Restaurer le « rôle de gardien » confié aux parlements nationaux

Le traité de Lisbonne a confié aux Parlements nationaux un « rôle de gardien » chargé de veiller au respect des principes de subsidiarité et de proportionnalité, notamment par le biais d’un mécanisme de signalement : « carton jaune », « orange » ou « rouge » en cas d’entorse à ces principes. Cependant, ce dispositif s’est avéré décevant dans son application. En effet, en quinze ans, depuis l’entrée en vigueur du traité, seuls trois textes ont fait l’objet d’un « carton jaune ».

Le Sénat français se distingue comme l’une des chambres les plus actives dans le contrôle de la subsidiarité. Rien qu’en 2023, il a adopté trois avis motivés. Depuis l’entrée en vigueur du traité de Lisbonne jusqu’au 30 septembre 2023, ce sont au total 42 avis motivés qui ont été adoptés dans ce cadre. Les douze propositions formulées par le Sénat constituent des lignes directrices claires et solidement ancrées dans le respect de la souveraineté nationale.

En formulant ces recommandations, le Sénat démontre par sa compétence et sa lucidité qu’il est inutile de créer un nouvel organe de contrôle administratif au sein de la Commission européenne. Ce qui fait défaut, ce n’est pas un surplus de contrôle bureaucratique, mais une véritable volonté politique. Les gouvernements élus doivent assumer pleinement leurs responsabilités dans le cadre du Conseil.

Plutôt que de favoriser un dialogue des juges, qui court-circuite les voies normales de l’expression démocratique, il est impératif de renforcer le dialogue intergouvernemental et interinstitutionnel. Ces derniers, et eux seuls, peuvent se réclamer d’être les véritables dépositaires de la volonté souveraine.
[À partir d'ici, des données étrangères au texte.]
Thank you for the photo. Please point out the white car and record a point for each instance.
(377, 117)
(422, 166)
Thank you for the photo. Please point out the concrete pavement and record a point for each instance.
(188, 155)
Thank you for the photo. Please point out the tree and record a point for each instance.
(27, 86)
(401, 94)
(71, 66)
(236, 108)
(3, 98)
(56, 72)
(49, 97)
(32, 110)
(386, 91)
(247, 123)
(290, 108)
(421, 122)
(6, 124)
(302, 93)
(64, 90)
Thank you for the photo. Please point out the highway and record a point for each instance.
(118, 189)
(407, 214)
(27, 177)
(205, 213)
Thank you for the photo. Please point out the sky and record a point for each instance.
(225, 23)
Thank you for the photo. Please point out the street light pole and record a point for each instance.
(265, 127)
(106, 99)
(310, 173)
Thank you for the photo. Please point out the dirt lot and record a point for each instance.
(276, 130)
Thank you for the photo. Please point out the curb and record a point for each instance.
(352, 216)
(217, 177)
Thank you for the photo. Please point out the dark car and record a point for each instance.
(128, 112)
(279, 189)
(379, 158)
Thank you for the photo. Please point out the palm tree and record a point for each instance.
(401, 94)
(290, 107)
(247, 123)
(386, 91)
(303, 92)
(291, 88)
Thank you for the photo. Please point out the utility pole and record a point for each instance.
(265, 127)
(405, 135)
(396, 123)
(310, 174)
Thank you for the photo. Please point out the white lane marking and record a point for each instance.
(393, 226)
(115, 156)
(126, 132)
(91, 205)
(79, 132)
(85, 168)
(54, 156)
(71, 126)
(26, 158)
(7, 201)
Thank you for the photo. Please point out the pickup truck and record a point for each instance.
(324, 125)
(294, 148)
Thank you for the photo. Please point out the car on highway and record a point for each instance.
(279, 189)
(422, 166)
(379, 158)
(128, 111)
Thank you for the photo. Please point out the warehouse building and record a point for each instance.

Ces recommandations, issues d’une institution aussi respectable que le Sénat, doivent être considérées comme la voix de la France et l’expression de ses intérêts supérieurs. Elles inspireront directement mon travail au Parlement européen et viennent confirmer les alertes que nous avons toujours portées au Rassemblement National. C’est donc avec rigueur et détermination que nous ferons nôtres le triptyque qui en découle : souveraineté, efficacité, identité.